Check the system log to see what's triggering the ruleset reload.

cortadalallo

@kprovost said in Random Massive Lag Spikes:

@cortadalallo /sbin/pfctl -o basic -f /tmp/rules.debug does not 'run debug against the ruleset', it applies a new ruleset. Setting new rules does impact traffic, so that's probably the cause here.

It is unusual for that to be happening regularly. It might mean that you have an interface that's flapping, or there might be something else triggering this. That's what you need to figure out.

This provided a good lead, I used the system logs to figure out that the interface is flapping but I'm not sure why. I just replaced the cable on that interface to no avail.

From the logs it looks like check_reload_status might be a factor but it looks like its trying to bring the interface up & not down?

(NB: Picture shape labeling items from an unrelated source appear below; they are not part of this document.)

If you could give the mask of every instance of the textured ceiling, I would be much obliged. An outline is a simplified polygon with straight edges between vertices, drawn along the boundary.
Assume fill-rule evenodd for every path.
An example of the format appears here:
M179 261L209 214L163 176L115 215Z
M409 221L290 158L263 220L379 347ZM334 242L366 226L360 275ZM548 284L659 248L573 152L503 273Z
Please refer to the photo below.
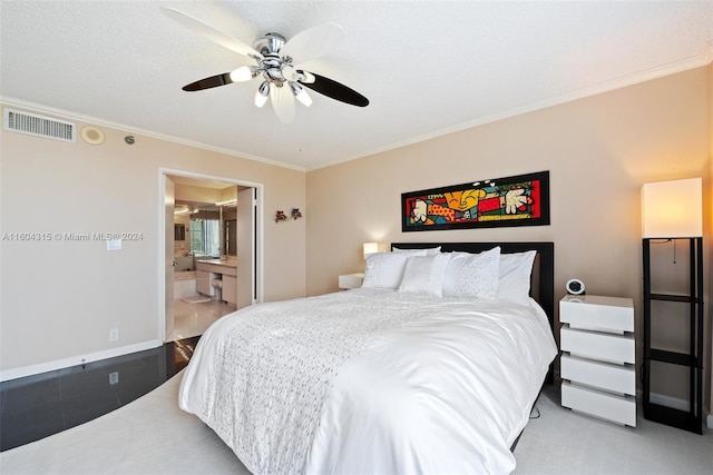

Although that's assuming that the check_reload_status & kernel printouts are synchronous when they're probably not.

May 2 17:38:51	rc.gateway_alarm	12499	>>> Gateway alarm: WAN_DHCP6 (Addr:fe80::201:5cff:fe95:f846%igb0 Alarm:down RTT:0ms RTTsd:0ms Loss:100%)
May 2 17:38:51	check_reload_status	429	Reloading filter
May 2 17:38:51	check_reload_status	429	Restarting OpenVPN tunnels/interfaces
May 2 17:38:51	check_reload_status	429	Restarting IPsec tunnels
May 2 17:38:51	check_reload_status	429	updating dyndns WAN_DHCP
May 2 17:38:51	rc.gateway_alarm	11618	>>> Gateway alarm: WAN_DHCP (Addr:68.112.120.1 Alarm:down RTT:0ms RTTsd:0ms Loss:100%)
May 2 17:38:51	check_reload_status	429	Reloading filter
May 2 17:38:51	kernel		                igb0: link state changed to UP
May 2 17:38:51	check_reload_status	429	Linkup starting igb0
May 2 17:38:48	php-fpm	                53068   /rc.linkup: DEVD Ethernet detached event for wan
May 2 17:38:48	php-fpm	                53068   /rc.linkup: Hotplug event detected for WAN(wan) dynamic IP address (4: dhcp, 6: dhcp6)
May 2 17:38:47	kernel		                igb0: link state changed to DOWN
May 2 17:38:47	check_reload_status	429	Linkup starting igb0

stephenw10

It an be hard to see what is cause or symptom there. But those log lines from kernel show it's actually losing link.

What is igb0 connected to? Can you try a different port?

cortadalallo

@stephenw10

That interface is connected directly to my modem so unforunately I am unable to try a different port.

I could potentially try a different interface in pfSense or even do a ping/stability test directly against the modem with a different device.

cortadalallo

Also yeah I just tried turning on the high-bandwidth-consuming client and it triggered 2 "flaps" within about 10 minutes. Is it possible that my ISP is just totally crapping itself whenever theres an uptick in traffic?

stephenw10

It could just be the modem crapping out, yes.

Can you try a different port at the pfSense end?

Can you test putting a switch in between the pfSense WAN and the modem? That would prove which end is dropping the link.